Is any of this relevant to the inept actions on the vessel?
I've addressed that above.
[I]BP Houston/ex-Amoco/ex-Arco was a mess. Here's the content of an April 17 email between the Wells Team Leader (who had just received a de facto demotion) and the Drilling Operations Manager:
"[DOM], over the past four days there have been so many last minute changes to the operation that the WSL’s have finally come to their wits end. The quote is ‘flying by the seat of our pants.’ More over, we have made a special boat or helicopter run everyday. Everybody wants to do the right thing, but this huge level of paranoia from engineering leadership is driving chaos. This operation is not Thunderhorse. [The Drilling Engineer] has called me numerous times trying to make sense of all the insanity. Last night’s emergency revolved around the 30 bbls of cement spacer behind the top plug and how it would affect any bond logging (I do not agree with putting the spacer above the plug to begin with).
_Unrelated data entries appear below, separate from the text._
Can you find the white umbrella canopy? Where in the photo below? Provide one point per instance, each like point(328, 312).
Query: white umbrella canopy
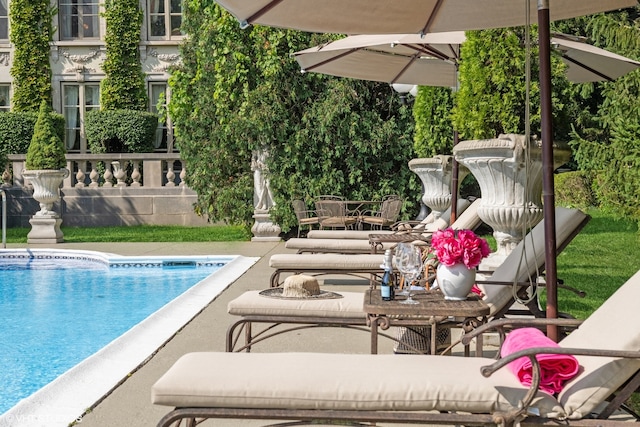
point(587, 63)
point(392, 58)
point(426, 16)
point(404, 16)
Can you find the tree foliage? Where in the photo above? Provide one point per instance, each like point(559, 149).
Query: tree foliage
point(607, 140)
point(239, 90)
point(432, 112)
point(493, 87)
point(124, 84)
point(31, 32)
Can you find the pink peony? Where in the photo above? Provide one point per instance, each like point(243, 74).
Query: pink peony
point(462, 246)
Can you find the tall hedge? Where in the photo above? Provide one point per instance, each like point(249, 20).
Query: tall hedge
point(16, 130)
point(240, 90)
point(31, 32)
point(124, 84)
point(115, 131)
point(46, 150)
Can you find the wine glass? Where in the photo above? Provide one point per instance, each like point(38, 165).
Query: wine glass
point(401, 249)
point(409, 264)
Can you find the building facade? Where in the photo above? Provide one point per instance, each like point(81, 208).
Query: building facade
point(77, 52)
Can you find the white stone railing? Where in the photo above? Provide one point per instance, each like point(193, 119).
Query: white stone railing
point(151, 170)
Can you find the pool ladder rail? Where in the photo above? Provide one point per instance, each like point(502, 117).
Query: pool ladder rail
point(4, 218)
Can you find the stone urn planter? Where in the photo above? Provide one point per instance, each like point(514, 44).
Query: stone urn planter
point(45, 224)
point(45, 169)
point(509, 172)
point(435, 174)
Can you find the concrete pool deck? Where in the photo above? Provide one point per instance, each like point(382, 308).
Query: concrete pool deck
point(129, 404)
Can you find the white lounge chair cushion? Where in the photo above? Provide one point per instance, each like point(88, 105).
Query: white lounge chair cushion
point(613, 326)
point(327, 245)
point(512, 268)
point(308, 262)
point(340, 381)
point(252, 303)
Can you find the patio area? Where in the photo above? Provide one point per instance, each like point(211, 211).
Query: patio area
point(130, 402)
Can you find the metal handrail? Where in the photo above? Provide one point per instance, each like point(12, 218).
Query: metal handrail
point(4, 218)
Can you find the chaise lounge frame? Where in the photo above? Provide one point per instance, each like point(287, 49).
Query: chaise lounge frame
point(461, 391)
point(347, 312)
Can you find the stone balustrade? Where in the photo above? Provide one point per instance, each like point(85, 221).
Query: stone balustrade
point(111, 170)
point(110, 189)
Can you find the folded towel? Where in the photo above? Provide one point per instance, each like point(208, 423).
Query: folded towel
point(555, 369)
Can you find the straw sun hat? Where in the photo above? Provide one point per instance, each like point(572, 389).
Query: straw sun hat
point(299, 286)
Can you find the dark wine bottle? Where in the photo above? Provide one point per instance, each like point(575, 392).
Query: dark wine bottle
point(387, 290)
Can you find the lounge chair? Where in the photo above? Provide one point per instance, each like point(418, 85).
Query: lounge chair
point(468, 219)
point(251, 308)
point(358, 264)
point(437, 390)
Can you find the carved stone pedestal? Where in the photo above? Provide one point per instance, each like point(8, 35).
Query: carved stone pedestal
point(45, 229)
point(509, 172)
point(264, 230)
point(435, 174)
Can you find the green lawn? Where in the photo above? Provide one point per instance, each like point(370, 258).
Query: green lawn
point(600, 259)
point(142, 233)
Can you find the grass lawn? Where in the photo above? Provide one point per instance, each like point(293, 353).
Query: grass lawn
point(598, 260)
point(143, 233)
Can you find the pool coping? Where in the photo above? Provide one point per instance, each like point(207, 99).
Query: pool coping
point(67, 397)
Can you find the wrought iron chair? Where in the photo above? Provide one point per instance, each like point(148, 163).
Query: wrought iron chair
point(386, 216)
point(334, 214)
point(306, 218)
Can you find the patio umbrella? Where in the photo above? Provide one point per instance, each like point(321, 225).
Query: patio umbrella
point(587, 63)
point(430, 60)
point(425, 16)
point(405, 16)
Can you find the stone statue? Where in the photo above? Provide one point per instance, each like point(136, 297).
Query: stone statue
point(262, 197)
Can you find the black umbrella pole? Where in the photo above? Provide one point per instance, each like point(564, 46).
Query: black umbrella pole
point(454, 183)
point(548, 197)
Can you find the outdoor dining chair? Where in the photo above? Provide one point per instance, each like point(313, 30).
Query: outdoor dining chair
point(431, 390)
point(306, 217)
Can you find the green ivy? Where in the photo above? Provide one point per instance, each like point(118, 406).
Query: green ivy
point(432, 112)
point(31, 32)
point(240, 90)
point(16, 131)
point(46, 150)
point(120, 131)
point(124, 84)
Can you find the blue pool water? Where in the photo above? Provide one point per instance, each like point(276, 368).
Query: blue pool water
point(58, 310)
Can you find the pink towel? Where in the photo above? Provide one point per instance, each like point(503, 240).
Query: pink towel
point(555, 369)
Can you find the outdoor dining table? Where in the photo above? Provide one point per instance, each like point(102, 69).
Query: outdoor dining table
point(432, 309)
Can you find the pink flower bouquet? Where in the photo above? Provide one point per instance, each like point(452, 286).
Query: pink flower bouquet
point(461, 246)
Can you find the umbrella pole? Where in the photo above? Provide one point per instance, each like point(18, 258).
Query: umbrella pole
point(548, 197)
point(454, 183)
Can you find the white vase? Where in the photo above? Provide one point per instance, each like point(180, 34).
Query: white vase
point(455, 281)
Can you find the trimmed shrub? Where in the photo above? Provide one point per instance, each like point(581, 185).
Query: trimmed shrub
point(46, 150)
point(573, 189)
point(16, 130)
point(120, 131)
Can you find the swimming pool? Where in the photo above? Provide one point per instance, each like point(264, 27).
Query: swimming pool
point(73, 318)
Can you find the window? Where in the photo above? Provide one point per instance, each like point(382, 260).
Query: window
point(164, 135)
point(77, 100)
point(79, 19)
point(5, 100)
point(165, 19)
point(4, 20)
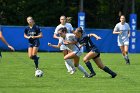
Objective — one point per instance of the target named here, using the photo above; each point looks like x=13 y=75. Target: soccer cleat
x=92 y=74
x=73 y=71
x=114 y=75
x=86 y=75
x=128 y=62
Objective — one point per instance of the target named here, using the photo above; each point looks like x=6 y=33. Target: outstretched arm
x=54 y=46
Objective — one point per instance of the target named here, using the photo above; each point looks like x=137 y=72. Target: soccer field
x=17 y=75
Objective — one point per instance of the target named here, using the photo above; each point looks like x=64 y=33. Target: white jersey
x=67 y=25
x=123 y=37
x=70 y=37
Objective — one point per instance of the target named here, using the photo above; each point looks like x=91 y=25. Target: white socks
x=69 y=65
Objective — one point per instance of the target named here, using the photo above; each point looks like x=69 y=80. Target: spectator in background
x=4 y=41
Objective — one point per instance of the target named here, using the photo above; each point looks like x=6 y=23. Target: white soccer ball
x=38 y=73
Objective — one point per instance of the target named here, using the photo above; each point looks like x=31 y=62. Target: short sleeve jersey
x=70 y=37
x=124 y=28
x=67 y=25
x=34 y=31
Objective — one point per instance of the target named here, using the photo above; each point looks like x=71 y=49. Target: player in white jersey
x=63 y=47
x=4 y=41
x=74 y=51
x=123 y=30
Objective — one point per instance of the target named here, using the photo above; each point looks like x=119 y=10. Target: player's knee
x=30 y=56
x=65 y=58
x=101 y=67
x=85 y=59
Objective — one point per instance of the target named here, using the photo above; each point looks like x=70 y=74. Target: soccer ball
x=38 y=73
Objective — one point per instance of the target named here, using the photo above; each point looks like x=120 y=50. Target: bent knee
x=85 y=59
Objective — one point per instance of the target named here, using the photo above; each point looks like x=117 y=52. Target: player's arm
x=54 y=46
x=116 y=30
x=25 y=36
x=55 y=36
x=5 y=42
x=94 y=35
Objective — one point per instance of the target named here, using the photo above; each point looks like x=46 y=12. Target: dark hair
x=63 y=29
x=79 y=29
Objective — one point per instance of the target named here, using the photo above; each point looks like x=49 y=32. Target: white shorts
x=123 y=42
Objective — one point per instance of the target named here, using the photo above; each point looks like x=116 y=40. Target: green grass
x=17 y=75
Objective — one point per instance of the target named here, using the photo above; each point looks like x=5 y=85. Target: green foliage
x=99 y=13
x=17 y=75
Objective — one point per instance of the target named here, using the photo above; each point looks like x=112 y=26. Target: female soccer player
x=33 y=33
x=93 y=52
x=69 y=27
x=74 y=51
x=4 y=41
x=123 y=30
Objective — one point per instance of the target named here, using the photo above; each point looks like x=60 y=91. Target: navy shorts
x=34 y=44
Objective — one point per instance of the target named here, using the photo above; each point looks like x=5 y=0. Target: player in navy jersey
x=69 y=27
x=4 y=41
x=93 y=52
x=74 y=52
x=33 y=33
x=123 y=30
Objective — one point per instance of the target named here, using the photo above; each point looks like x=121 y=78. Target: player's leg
x=30 y=49
x=81 y=68
x=86 y=59
x=99 y=63
x=122 y=47
x=0 y=54
x=68 y=58
x=69 y=68
x=126 y=54
x=34 y=56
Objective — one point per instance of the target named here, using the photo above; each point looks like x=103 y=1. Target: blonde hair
x=68 y=19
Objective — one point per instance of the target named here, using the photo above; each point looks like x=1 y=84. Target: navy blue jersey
x=86 y=41
x=34 y=31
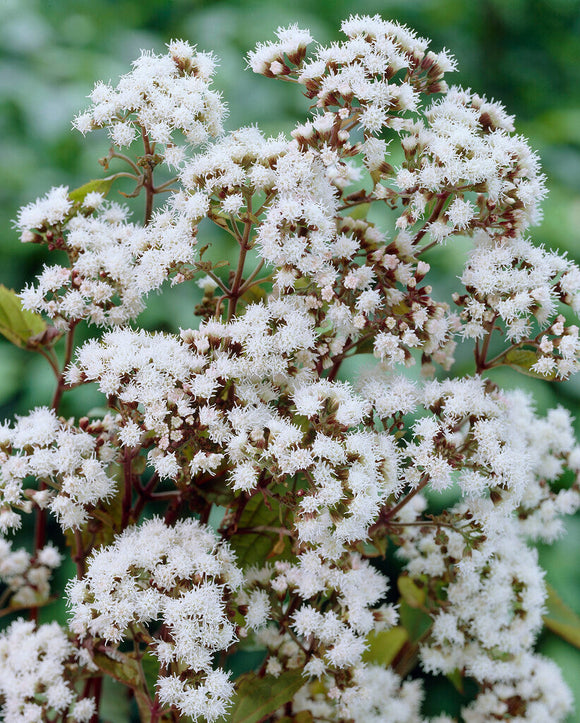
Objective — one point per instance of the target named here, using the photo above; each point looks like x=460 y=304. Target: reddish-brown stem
x=433 y=217
x=235 y=291
x=145 y=494
x=61 y=385
x=148 y=179
x=41 y=513
x=481 y=355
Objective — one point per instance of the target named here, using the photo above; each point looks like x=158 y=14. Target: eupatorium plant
x=243 y=489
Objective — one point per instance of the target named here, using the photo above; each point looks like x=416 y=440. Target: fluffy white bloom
x=180 y=574
x=73 y=460
x=35 y=673
x=162 y=93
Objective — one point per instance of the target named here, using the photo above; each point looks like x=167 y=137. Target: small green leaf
x=359 y=211
x=99 y=185
x=384 y=647
x=150 y=666
x=257 y=698
x=411 y=593
x=561 y=619
x=522 y=360
x=121 y=668
x=251 y=548
x=126 y=671
x=416 y=622
x=457 y=681
x=18 y=325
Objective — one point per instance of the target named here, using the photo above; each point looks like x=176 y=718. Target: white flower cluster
x=35 y=679
x=249 y=411
x=113 y=263
x=181 y=575
x=463 y=145
x=541 y=695
x=162 y=94
x=241 y=161
x=336 y=635
x=26 y=576
x=516 y=282
x=73 y=463
x=377 y=696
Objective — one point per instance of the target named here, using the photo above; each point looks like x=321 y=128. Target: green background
x=523 y=52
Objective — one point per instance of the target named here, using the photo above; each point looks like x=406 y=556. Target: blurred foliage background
x=523 y=52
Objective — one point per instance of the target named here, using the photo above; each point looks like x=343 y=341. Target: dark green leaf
x=413 y=595
x=17 y=324
x=561 y=619
x=252 y=548
x=384 y=647
x=257 y=698
x=99 y=185
x=523 y=360
x=415 y=622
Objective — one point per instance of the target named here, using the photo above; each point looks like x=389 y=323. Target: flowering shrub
x=241 y=490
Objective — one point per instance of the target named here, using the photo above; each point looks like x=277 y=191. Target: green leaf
x=456 y=679
x=561 y=619
x=121 y=668
x=416 y=622
x=252 y=548
x=359 y=211
x=17 y=324
x=257 y=698
x=411 y=593
x=522 y=360
x=99 y=185
x=384 y=647
x=150 y=666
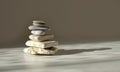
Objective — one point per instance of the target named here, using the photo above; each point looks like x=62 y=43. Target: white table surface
x=85 y=57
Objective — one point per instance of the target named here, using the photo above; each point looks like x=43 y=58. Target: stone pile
x=40 y=40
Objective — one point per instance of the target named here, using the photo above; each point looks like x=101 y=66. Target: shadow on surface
x=75 y=51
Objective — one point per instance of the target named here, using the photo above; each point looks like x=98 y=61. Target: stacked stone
x=40 y=40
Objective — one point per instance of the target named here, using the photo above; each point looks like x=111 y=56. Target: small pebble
x=38 y=32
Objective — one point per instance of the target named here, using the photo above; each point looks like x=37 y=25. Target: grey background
x=71 y=20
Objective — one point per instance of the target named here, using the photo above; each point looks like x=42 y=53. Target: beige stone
x=36 y=50
x=41 y=38
x=45 y=44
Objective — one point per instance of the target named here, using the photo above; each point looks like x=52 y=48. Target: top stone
x=38 y=22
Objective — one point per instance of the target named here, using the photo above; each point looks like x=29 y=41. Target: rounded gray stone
x=38 y=32
x=32 y=27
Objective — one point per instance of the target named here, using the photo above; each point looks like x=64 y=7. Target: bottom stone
x=45 y=51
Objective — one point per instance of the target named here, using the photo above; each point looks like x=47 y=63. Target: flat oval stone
x=38 y=32
x=38 y=22
x=32 y=27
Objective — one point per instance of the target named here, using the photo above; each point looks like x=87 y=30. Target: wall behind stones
x=70 y=20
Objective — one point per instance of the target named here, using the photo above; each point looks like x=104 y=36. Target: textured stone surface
x=38 y=22
x=84 y=57
x=44 y=44
x=41 y=38
x=32 y=27
x=35 y=50
x=38 y=32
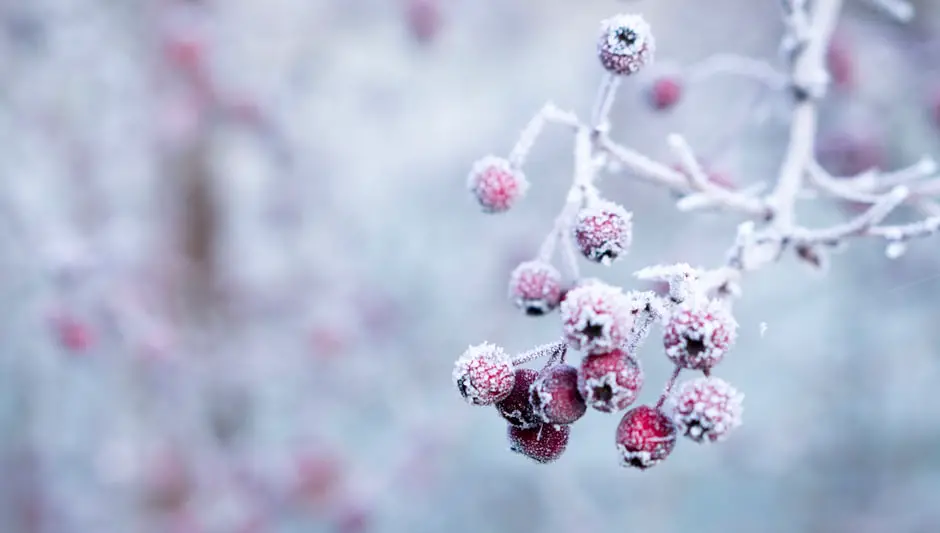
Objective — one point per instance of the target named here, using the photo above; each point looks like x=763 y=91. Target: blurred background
x=238 y=260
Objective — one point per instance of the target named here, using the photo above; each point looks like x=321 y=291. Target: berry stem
x=551 y=349
x=604 y=101
x=668 y=388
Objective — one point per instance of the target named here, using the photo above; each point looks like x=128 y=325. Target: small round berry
x=706 y=409
x=516 y=408
x=535 y=287
x=626 y=44
x=496 y=184
x=484 y=374
x=596 y=317
x=543 y=443
x=645 y=437
x=555 y=397
x=610 y=381
x=423 y=18
x=665 y=92
x=603 y=231
x=698 y=334
x=840 y=62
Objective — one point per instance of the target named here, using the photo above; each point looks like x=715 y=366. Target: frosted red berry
x=484 y=374
x=516 y=408
x=535 y=287
x=555 y=397
x=423 y=18
x=496 y=184
x=706 y=409
x=698 y=334
x=625 y=44
x=603 y=231
x=665 y=92
x=596 y=317
x=610 y=381
x=645 y=437
x=543 y=444
x=840 y=62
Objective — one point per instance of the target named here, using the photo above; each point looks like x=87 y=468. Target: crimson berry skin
x=611 y=381
x=555 y=397
x=625 y=44
x=645 y=437
x=596 y=317
x=496 y=184
x=698 y=334
x=665 y=93
x=603 y=231
x=535 y=287
x=706 y=409
x=516 y=408
x=543 y=444
x=484 y=374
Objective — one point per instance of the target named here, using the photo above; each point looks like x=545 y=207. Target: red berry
x=73 y=334
x=698 y=334
x=610 y=381
x=555 y=397
x=603 y=231
x=484 y=374
x=665 y=93
x=625 y=44
x=706 y=409
x=544 y=443
x=496 y=184
x=423 y=18
x=535 y=287
x=596 y=317
x=516 y=408
x=645 y=437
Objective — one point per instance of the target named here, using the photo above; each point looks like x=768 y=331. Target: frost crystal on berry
x=645 y=437
x=610 y=381
x=706 y=409
x=603 y=231
x=484 y=374
x=516 y=408
x=626 y=44
x=698 y=334
x=535 y=287
x=543 y=444
x=596 y=317
x=555 y=397
x=496 y=184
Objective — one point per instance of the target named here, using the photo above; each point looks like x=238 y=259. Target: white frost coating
x=895 y=249
x=683 y=279
x=699 y=332
x=620 y=396
x=596 y=317
x=535 y=287
x=706 y=409
x=647 y=308
x=603 y=231
x=483 y=374
x=479 y=180
x=626 y=43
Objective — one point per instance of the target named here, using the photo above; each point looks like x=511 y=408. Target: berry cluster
x=539 y=407
x=602 y=321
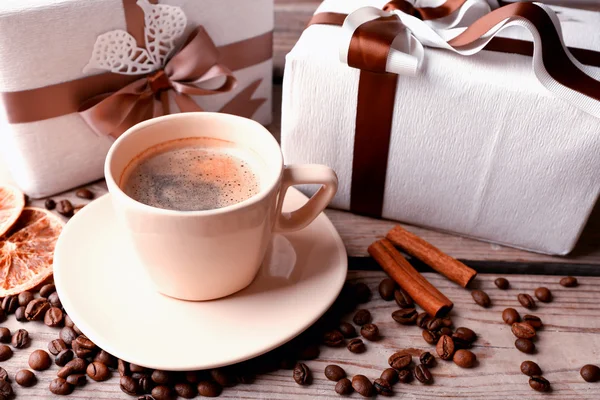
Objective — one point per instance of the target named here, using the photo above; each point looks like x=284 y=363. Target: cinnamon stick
x=450 y=267
x=422 y=292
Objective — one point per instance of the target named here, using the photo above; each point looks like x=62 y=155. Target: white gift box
x=48 y=42
x=478 y=146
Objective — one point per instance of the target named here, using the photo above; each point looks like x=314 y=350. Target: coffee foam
x=192 y=175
This morning [the Drilling Engineer] called me and asked my advice about exploring opportunities both inside and outside of the company.[/I]
I take it that he was looking for a job elsewhere! And remember, the casing was put in place successfully. The only thing that went wrong was the action of the personnel on the vessel. There are so many cement jobs that fail but they must be recognised especially during an inflow test. Where was the goddam OIM who insisted on taking the inflow test and where was his instruction to maintain volume control?
I think it's obvious that the comment about looking for a job is the reaction of a junior person (he only had four years on the job, if I recall correctly) who is very frustrated at the lack of leadership in his organization -- leadership that the beancounters pushed out the door.
What is my authority? With the separation of engineering and operations I do not know what I can and can’t do. The operation is not going to succeed if we continue in this manner."
Isn't that a question a driller and Toolpusher should also make? Am I going to continue blind and not tell anyone I don't understand what's going on.
Yes. And the Drilling Engineer. And the Company Men. And everybody else involved.
Finally, I think it is good for your industry and society as a whole that there are people inside API, IADC, COS and the operating companies who have refused to accept the proposition that once you have placed the onus on the crew there is nothing more to learn.
But, it might help if people could understand that the personnel on the vessel obviously had no idea what they were dealing with......and didn't seek clarification or shout STOP. Remember, this was over 1000 barrels before anyone attempted to shut in. I believe this is the largest ever undetected influx! API, IADC, COs all have a part to play in ensuring Drillers and Toolpushers know a little more than closing the pinchers! If they want to set standards then they need to make sure they aren't 'voluntary'.
Once again, and probably not for the last time, I believe blame is the enemy of safety. And "each and every one" includes everybody from the CEO on down.